I'm writing a small tokenizer in C#.
In the PCRE Regex specification there's the neat MARK
keyword:
https://pcre.org/current/doc/html/pcre2syntax.html#SEC23
This is how it works:
<?php
$string = 'bar';
$matches = [];
preg_match('~(?|foo(*:1)
|bar(*:2)
|baz(*:3))~x', $string, $matches);
var_dump($matches);
//> array(2) {
//> [0]=> string(3) "bar"
//> ["MARK"]=> string(1) "2"
//> }
As you can see, the MARK
parameter in the result set allows you to see which branch of the regular expression was actually matched. Unfortunately, the MARK
keyword is not supported in .NETs Regex framework.
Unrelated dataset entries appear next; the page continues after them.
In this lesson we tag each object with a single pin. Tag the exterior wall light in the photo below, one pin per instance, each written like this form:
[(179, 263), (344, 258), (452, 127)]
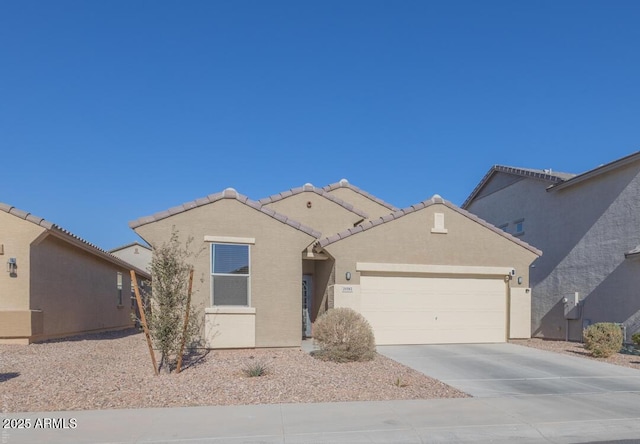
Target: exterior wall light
[(12, 266)]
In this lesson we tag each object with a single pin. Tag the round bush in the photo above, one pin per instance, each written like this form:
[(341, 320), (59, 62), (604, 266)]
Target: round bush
[(603, 339), (344, 335)]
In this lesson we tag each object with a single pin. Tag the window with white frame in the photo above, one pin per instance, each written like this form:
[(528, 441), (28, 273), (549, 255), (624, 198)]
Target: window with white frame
[(230, 273)]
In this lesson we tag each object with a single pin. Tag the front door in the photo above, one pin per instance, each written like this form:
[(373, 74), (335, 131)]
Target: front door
[(306, 305)]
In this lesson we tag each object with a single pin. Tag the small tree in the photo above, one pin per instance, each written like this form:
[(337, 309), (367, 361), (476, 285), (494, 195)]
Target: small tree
[(165, 308)]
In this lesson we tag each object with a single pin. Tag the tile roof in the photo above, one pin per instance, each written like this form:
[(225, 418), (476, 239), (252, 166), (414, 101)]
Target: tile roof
[(550, 176), (436, 199), (131, 244), (69, 236), (344, 183), (308, 188), (228, 193)]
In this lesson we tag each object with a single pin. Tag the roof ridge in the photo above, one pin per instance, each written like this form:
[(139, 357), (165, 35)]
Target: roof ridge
[(435, 199), (344, 183), (319, 191), (227, 193), (50, 226)]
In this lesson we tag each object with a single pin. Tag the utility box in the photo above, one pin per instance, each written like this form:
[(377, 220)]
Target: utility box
[(571, 306)]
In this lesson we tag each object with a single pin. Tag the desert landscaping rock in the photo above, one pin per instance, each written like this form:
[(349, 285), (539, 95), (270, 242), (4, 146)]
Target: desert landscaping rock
[(113, 371), (577, 349)]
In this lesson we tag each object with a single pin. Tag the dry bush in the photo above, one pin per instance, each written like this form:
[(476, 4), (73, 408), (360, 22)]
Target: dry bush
[(603, 339), (344, 335)]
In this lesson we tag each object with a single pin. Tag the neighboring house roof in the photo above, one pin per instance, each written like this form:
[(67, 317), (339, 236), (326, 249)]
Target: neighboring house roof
[(557, 181), (550, 176), (309, 188), (131, 244), (602, 169), (69, 237), (322, 243), (633, 253), (344, 183), (228, 193)]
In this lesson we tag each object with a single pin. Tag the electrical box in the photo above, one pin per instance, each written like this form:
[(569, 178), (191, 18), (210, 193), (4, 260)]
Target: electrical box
[(572, 306)]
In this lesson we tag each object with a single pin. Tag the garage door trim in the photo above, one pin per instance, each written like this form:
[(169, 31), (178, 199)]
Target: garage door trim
[(376, 268)]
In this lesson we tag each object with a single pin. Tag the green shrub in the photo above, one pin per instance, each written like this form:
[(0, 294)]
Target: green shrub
[(255, 368), (603, 339), (344, 335)]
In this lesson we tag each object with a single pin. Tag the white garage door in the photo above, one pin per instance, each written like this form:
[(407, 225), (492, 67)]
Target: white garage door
[(435, 310)]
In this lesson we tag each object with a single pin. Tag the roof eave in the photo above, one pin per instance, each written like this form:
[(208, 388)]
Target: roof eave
[(603, 169)]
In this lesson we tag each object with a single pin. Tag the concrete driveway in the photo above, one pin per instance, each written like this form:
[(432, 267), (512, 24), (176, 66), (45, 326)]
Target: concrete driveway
[(504, 370)]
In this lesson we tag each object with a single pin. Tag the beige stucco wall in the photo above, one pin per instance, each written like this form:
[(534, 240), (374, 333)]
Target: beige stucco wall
[(16, 236), (136, 255), (409, 240), (324, 215), (76, 290), (276, 263), (371, 207)]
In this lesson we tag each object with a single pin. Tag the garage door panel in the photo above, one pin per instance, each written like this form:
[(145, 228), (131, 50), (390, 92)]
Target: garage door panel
[(428, 310)]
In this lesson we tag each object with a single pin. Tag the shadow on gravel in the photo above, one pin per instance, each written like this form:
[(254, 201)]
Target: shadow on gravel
[(194, 358), (581, 353), (106, 335), (6, 376)]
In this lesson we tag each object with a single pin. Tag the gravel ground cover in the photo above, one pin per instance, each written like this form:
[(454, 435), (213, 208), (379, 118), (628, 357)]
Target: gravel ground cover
[(113, 370), (627, 358)]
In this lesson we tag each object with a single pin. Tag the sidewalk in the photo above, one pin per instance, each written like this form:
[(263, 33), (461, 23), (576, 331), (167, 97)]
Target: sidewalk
[(528, 419)]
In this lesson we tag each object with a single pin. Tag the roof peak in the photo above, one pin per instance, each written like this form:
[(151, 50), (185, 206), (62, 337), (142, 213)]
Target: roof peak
[(312, 189), (344, 183), (227, 193), (66, 234), (435, 199)]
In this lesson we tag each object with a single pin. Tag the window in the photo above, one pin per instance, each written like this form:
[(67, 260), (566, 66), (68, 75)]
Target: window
[(230, 274), (519, 227)]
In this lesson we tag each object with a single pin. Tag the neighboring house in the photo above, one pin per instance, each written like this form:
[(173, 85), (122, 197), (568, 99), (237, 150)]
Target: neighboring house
[(430, 273), (56, 284), (588, 227), (135, 254)]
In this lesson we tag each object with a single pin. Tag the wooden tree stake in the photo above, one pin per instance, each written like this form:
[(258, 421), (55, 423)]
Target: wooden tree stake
[(143, 321), (186, 322)]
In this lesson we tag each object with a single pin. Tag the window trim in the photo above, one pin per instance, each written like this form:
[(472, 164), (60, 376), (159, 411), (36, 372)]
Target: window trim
[(212, 274)]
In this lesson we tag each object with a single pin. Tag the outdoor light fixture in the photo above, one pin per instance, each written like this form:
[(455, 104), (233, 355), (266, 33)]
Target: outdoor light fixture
[(12, 266)]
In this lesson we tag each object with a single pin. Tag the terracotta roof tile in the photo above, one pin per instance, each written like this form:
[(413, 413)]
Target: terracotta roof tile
[(322, 243), (70, 237), (344, 183), (228, 193), (308, 188)]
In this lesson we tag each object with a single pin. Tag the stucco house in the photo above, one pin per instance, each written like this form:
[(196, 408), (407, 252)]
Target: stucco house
[(587, 226), (134, 253), (56, 284), (430, 273)]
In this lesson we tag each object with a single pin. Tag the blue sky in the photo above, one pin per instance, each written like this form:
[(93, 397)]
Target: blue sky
[(110, 111)]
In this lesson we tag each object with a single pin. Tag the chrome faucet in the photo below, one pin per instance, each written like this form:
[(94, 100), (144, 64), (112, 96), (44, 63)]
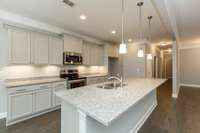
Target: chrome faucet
[(119, 78)]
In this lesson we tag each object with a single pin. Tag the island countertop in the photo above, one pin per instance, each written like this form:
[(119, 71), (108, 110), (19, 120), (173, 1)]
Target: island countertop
[(107, 105)]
This is what I'm doing right now:
var pattern = @"(
(?<foo>foo)
|(?<bar>bar)
|(?<baz>baz)
)";
var regexOptions = RegexOptions.ExplicitCapture | RegexOptions.IgnorePatternWhitespace;
var regex = new Regex(pattern, regexOptions);
var matches = regex.Matches("bar");
foreach (Match match in matches)
{
int? mark = null;
if (match.Groups["foo"].Success)
{
mark = 1;
}
else if (match.Groups["bar"].Success)
{
mark = 2;
}
else if (match.Groups["baz"].Success)
{
mark = 3;
}
}
Basically, I need to reconstruct the entire regular expression to see which capture group was actually matched.
This seems backwards. Is there a better way I can do the same thing?
The reason I need this is because in a tokenizer I don't just need to know if the syntax is valid but also which token type the matched token actually is.